On Wednesday 15 Dec 2004 4:48 pm, John Peacock wrote:
Hauke Fath wrote:
While this of course depends on your definition of "larger", some people seem to think otherwise:
Not having a Usenix login, I cannot comment on the full paper, but to
The full paper seems to be there under HTML (despite the 'before November 2005' comment - whoops).
The use of a single wordlist is appropriate for limited circumstances. Even in a corporate environment like I manage, there is a very wide definition of what constitutes spam, and a configuration such as described above wouldn't work here. It would work even less in an ISP environment, with widely varied userbase.
Oh I don't know - we could probably easily filter our clients spam with a single word list - real pharmacists don't obfusicate drug names very often. But it would obviously lose skill, and if tuned right let more spam through. But that wouldn't stop it being a very effective spam filter. But I think the spamassassin aproach of weighing several inputs statistically is better here anyway - over reliance of content will always lead to false positives.
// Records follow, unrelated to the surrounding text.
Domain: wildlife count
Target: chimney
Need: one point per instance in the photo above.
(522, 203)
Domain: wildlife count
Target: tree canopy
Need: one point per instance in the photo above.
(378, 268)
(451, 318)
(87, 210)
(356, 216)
I'm interested how much Spam Assassin maintenance was complained about. I use to do some with SA 2, but with SA3 with network tests switched on, it seems to just work pretty much. Although the damn thing has started autolearning as ham one type of spam (argh) in the last week.
However delegating this to users may create it's own form of maintenance :(
I wouldn't have thought that different database backends dbm versus Postgres would affect scalability (other than the NFS issue). As presumably if each user has a unique list we need to read the relevant words for each message from whichever database. I could see the NFS thing being a practical issue, but I dare say there are ways. Certainly we had a busy webserver with several GDBM writes happening on a web server for every hit, and my predecessors hadn't noticed it was opening the databases every time instead of holding them open between requests.